Author: Mary Hofert Flaherty

Tracy
says:
March, 29 2019 at 2:35 pm
Thank you. Your article was very comforting to me. I greatly appreciate you sharing your experience. I didn't' really expect to find too many answers via the internet that would address my very specific concerns. I'm so self aware, that I'm doing the research now before I let go and get in too deep into a world that feels like its exactly where I belong. I'm only been on the self-love journey for 3 years now. I'm feeling pretty confident that I'm in my best-case-scenario place mentally.

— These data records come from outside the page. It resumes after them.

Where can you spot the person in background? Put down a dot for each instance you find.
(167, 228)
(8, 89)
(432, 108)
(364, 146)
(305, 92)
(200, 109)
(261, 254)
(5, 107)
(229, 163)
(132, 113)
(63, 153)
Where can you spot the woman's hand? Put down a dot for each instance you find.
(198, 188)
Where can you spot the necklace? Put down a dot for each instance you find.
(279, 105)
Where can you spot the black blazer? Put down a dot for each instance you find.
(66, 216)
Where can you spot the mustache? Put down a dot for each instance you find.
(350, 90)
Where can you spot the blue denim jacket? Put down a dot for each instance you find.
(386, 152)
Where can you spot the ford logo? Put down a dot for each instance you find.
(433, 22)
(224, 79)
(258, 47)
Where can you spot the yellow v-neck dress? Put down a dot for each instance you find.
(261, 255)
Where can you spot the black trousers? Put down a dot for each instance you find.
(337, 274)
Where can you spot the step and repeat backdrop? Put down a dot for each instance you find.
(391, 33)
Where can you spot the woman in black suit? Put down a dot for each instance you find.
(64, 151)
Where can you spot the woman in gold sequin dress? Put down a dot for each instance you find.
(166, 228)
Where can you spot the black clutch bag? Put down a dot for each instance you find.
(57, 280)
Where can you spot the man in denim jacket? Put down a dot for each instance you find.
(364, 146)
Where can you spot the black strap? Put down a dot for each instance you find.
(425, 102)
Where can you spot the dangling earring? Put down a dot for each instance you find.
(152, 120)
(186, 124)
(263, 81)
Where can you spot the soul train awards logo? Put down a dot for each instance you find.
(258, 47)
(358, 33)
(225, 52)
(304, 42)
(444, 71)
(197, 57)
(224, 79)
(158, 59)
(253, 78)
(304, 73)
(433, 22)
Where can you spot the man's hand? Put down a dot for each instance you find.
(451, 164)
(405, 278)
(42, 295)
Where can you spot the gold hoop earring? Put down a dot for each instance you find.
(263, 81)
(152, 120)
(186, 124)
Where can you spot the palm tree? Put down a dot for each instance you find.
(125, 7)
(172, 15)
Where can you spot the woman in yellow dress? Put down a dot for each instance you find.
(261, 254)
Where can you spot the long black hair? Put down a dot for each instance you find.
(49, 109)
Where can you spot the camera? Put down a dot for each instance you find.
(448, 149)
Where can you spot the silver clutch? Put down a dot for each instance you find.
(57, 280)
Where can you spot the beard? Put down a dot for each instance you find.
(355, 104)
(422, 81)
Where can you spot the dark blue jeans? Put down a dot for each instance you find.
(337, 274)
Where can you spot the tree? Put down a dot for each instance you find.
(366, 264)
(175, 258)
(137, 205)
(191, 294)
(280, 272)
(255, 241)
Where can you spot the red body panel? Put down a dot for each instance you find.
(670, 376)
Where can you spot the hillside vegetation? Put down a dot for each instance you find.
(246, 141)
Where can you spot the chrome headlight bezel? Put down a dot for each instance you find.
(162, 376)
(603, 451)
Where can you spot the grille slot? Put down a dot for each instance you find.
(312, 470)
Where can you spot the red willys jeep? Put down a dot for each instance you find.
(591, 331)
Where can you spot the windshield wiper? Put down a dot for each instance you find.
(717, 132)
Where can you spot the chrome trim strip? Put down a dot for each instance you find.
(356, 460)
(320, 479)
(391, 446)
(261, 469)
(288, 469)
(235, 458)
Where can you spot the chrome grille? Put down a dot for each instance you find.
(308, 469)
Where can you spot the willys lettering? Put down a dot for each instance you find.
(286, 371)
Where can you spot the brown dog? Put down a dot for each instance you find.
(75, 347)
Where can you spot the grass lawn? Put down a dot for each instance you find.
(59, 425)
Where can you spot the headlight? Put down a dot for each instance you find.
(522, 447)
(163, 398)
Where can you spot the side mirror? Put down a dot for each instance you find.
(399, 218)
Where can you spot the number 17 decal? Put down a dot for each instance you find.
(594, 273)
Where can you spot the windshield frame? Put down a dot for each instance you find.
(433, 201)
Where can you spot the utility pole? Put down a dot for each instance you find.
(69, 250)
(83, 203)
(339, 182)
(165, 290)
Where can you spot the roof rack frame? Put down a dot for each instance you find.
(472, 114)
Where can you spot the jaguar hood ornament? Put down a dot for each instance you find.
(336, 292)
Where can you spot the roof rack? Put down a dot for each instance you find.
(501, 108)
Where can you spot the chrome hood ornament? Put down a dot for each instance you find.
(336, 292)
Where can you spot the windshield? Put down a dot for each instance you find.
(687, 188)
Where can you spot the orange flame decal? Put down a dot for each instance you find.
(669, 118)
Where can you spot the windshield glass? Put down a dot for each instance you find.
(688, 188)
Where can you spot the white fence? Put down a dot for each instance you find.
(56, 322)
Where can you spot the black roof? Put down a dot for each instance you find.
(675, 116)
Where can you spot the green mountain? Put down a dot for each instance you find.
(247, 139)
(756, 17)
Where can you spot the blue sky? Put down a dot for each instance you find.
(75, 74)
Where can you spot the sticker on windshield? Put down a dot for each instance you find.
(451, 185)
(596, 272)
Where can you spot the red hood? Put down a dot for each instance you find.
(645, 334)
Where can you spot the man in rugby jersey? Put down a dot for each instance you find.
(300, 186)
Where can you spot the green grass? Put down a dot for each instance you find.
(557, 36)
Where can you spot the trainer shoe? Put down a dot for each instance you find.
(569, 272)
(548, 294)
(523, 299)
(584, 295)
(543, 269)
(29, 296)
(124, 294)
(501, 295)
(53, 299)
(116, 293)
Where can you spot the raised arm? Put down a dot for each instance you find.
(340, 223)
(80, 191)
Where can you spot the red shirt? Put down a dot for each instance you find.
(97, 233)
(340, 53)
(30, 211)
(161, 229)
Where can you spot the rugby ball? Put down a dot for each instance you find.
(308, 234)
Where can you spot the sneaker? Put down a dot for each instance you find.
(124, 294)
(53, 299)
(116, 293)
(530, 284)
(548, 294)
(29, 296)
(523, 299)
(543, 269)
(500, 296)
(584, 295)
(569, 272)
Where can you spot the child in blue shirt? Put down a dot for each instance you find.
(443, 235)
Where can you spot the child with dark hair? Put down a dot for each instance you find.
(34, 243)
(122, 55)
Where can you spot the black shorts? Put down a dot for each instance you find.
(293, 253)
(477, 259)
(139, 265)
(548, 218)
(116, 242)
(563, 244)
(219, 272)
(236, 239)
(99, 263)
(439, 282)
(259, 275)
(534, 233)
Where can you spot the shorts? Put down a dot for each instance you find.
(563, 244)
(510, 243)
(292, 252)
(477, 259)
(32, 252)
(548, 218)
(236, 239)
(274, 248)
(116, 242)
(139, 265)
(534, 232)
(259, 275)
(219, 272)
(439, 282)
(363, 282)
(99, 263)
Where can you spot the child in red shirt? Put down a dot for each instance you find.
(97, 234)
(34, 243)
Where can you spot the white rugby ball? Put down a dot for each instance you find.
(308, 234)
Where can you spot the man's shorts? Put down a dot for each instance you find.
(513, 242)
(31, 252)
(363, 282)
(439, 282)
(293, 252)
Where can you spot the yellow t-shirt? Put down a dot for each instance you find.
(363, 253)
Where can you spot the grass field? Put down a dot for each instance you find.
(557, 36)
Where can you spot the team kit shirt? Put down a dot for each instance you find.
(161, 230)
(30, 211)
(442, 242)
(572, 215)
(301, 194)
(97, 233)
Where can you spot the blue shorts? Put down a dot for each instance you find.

I've done the work necessary to explore this in a healthy way. I'm feeling pretty excited about things now.
Gml
says:
August, 22 2018 at 3:19 am
Thank you for sharing the hope! Currently sick with bpd and this gives me a little hope that recovery is possible and that what I feel and do are somewhat normal and explainable for people suffering with bpd.
Bliss
says:
August, 21 2018 at 12:14 am
I’m a female dominant and was recently diagnosed with bpd
n
says:
March, 14 2018 at 5:03 pm
Thank you for this article! I have felt cofused about the difference between healthy fantasies and behaviours, and ones that made me feel like I'm losing myself. This is the first read I've found that acknowledged this issue. I find that I sometimes collapse into a state of worthlessness and carelessness about what happenes to me. It's both enjoyable and self harming, and that makes it confusing. ( and by the way, I'm not borderline). Again, thank you.